As for the G-Buffer, as small as you can make it is still the rule of thumb. In general some packing/unpacking shader code is worth being able to use a smaller texture format. Reconstructing position from depth is absolutely the way to go, since it lets you save 3 G-Buffer channels. Storing position in a G-Buffer can also give you precision problems, unless you go for full 32-bit floats.

#5075093 Bilateral Blur with linear depth?

Posted by MJP on 03 July 2013 - 02:02 PM

You can linearize a sample from a depth buffer with just a tiny bit of math, using some values from your projection matrix:


float linearZ = Projection._43 / (zw - Projection._33);


That's using HLSL matrix syntax, you would have to convert that to the appropriate GLSL syntax.

#5074853 Shouldn't the vector that is multipled with the projection matrix be 4D?

Posted by MJP on 02 July 2013 - 03:16 PM


However,if I pass a 3D vector,will DirectX just add the 4th component to it or...? If there is no w,where is the z coppied?


It depends on the math library that you're using, and which function you're using. Both the D3DX and DirectXMath libraries have 2 different vector/matrix transformation functions: one that uses 0 as the W component, and one that uses 1. The functions that end with "Coord" use 1 as the W component, and the functions that end with "Normal" use 0 as the W component.

EDIT: actually let me correct that, there are 3 functions:


D3DXVec3Transform/XMVector3Transform - this uses 1 as a the W component, and returns a 4D vector containing the result of the multiplication

D3DXVec3TransformCoord/XMVector3TransformCoord - this uses 1 as a the W component, and returns a 3D vector containing the XYZ result divided by the W result

D3DXVec3TransformNormal/XMVector3TransformNormal - this uses 0 as a the W component, and returns a 3D vector containing the XYZ result

#5074373 Changing LoD on instancing and alpha testing

Posted by MJP on 01 July 2013 - 01:51 AM

What you basically want is the alpha to be a probability that a pixel is opaque. I would do it like this:

float random = tex2D(g_dissolvemap_sampler, a_texcoord0).r;
if(alpha < random)

You can also use alpha-to-coverage, which will basically accomplish the same thing using a tiled screen-space dither pattern instead of a pure random pattern. You can also  encode a set of dither patterns directly into a texture, and then lookup into that texture based on screen position and alpha value.

#5074361 Global illumination techniques

Posted by MJP on 01 July 2013 - 01:09 AM

I believe that voxel cone tracing is state of the art if you want to do real time GI. I think Crytek and Unreal 4 have it, though I'm not sure if anybody's shipped an actual game with it yet.

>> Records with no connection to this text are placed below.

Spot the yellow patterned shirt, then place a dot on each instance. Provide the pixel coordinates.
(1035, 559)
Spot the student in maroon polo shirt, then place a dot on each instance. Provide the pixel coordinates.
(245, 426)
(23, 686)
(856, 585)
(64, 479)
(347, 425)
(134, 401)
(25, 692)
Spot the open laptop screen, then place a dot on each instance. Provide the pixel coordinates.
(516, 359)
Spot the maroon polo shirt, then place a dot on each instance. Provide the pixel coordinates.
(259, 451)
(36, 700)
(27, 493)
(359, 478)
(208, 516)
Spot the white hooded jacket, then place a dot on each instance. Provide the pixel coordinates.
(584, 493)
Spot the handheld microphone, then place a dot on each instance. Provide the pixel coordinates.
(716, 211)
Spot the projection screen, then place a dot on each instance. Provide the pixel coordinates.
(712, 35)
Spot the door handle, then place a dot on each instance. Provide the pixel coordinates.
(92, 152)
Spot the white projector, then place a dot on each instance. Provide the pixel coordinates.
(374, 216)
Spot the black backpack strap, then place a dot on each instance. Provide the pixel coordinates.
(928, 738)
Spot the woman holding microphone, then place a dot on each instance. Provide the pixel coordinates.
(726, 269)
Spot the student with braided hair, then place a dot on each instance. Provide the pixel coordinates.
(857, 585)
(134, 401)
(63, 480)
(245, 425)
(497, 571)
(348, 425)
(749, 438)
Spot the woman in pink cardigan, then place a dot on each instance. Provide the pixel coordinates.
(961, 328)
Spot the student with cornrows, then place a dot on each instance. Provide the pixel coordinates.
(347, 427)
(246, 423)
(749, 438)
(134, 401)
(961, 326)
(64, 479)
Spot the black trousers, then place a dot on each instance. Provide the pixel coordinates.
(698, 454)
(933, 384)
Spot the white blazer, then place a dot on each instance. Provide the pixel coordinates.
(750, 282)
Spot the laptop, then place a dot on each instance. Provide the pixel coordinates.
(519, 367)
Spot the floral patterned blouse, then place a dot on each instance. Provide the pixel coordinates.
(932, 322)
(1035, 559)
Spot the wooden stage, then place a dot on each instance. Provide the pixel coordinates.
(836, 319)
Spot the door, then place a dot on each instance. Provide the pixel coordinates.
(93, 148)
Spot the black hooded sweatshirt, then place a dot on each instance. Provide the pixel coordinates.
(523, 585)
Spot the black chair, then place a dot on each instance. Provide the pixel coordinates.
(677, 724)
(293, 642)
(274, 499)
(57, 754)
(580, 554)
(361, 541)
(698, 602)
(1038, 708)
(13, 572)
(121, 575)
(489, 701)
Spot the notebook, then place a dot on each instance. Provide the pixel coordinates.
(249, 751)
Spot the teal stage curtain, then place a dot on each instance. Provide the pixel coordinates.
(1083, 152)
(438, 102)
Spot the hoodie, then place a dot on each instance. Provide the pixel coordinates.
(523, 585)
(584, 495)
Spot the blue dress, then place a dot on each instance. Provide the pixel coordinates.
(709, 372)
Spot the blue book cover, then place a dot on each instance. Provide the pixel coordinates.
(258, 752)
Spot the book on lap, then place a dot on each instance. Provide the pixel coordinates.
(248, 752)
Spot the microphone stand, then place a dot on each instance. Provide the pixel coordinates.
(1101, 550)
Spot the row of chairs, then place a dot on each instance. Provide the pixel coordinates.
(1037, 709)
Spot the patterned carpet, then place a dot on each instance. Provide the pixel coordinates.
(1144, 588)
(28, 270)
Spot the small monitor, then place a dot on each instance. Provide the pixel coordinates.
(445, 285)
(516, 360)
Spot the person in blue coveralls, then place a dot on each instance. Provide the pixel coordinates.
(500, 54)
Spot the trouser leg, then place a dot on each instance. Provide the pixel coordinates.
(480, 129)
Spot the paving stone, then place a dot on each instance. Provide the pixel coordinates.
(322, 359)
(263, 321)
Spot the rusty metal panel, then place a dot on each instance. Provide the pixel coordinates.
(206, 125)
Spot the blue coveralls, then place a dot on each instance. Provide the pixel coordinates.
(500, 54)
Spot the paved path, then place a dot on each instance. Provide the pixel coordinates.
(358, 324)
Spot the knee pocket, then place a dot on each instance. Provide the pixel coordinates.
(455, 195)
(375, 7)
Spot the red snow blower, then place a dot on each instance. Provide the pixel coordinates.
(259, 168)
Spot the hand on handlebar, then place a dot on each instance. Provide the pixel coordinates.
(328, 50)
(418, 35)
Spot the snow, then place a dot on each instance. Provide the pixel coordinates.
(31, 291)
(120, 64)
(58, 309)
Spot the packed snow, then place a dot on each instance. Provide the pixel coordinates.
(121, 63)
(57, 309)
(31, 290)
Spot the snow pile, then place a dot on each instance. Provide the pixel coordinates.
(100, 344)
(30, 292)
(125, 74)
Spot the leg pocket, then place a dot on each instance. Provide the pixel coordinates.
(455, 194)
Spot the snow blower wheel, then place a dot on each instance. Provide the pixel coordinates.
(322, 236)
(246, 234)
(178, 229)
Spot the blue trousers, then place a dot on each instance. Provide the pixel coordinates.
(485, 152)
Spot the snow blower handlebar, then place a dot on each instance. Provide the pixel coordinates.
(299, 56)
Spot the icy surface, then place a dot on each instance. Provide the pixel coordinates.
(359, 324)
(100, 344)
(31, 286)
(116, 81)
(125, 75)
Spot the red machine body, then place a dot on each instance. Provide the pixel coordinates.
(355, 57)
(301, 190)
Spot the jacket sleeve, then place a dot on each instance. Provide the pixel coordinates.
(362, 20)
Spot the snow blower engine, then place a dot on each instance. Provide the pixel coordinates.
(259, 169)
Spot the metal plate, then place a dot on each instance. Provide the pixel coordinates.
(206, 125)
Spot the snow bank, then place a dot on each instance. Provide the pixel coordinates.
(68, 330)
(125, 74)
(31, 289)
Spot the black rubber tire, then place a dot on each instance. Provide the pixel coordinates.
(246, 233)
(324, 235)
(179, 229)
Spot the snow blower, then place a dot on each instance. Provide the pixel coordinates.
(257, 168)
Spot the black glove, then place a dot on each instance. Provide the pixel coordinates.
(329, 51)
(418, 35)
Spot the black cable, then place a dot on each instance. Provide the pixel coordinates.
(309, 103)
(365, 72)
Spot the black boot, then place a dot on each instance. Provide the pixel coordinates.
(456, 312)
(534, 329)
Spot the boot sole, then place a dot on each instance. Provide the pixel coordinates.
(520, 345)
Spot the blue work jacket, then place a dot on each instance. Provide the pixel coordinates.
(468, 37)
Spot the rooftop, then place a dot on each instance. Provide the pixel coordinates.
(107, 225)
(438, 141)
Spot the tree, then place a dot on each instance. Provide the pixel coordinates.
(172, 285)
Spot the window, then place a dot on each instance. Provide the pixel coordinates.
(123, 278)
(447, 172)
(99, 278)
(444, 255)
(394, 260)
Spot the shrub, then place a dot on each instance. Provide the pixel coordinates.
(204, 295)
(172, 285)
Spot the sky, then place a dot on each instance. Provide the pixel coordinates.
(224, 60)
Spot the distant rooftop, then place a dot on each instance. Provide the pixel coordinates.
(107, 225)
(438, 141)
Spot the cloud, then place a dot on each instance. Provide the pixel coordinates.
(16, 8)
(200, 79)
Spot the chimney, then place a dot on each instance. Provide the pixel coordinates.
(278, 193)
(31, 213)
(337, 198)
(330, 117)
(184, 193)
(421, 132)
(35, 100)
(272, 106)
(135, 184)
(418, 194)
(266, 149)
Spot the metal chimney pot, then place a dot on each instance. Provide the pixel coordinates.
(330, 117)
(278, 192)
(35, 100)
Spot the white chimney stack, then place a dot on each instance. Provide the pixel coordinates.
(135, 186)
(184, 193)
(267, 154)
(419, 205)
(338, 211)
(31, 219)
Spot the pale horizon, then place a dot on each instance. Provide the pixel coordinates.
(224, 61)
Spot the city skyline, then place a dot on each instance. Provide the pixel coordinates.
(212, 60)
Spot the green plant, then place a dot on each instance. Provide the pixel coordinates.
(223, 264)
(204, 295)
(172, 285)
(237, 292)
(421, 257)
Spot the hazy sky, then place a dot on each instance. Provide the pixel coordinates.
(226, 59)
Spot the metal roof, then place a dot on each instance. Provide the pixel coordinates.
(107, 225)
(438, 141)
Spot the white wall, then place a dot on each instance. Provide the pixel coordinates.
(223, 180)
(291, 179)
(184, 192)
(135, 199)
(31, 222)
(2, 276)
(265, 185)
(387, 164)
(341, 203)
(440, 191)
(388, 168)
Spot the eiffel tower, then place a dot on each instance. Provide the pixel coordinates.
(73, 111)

Epic has since moved away from it, they're using pre-baked lightmaps and specular probes now. Crytek was using an entirely different technique (Cascaded Light Propogation Volumes) which has a different set of tradeoffs. They shipped it for the PC version of Crysis 2 but not the console version, and I'm not sure if they used it in Crysis 3.

#5074359 Decals with deferred renderer

Posted by MJP on 01 July 2013 - 01:04 AM

DX10 feature level requires full, independent blending support for multiple render targets. So any DX10-capable GPU should support blending and color write control for MRT's, assuming that the driver enables it for D3D9.

#5074208 Global illumination techniques

Posted by MJP on 30 June 2013 - 12:45 PM

Just about all games with GI bake it to lightmaps, and this includes The Last of Us (although The Last of Us does have dynamic GI from your flashlight that's only enabled in a few indoor locations). Very few games have a runtime GI component, since existing techniques are typically expensive and don't end up looking as good as a static-baked result. Some games with deferred renderers try to get away with no GI at all, and just use some runtime or baked AO combined with lots of artist-placed "bounce lights" or "ambient lights" that try to fake GI.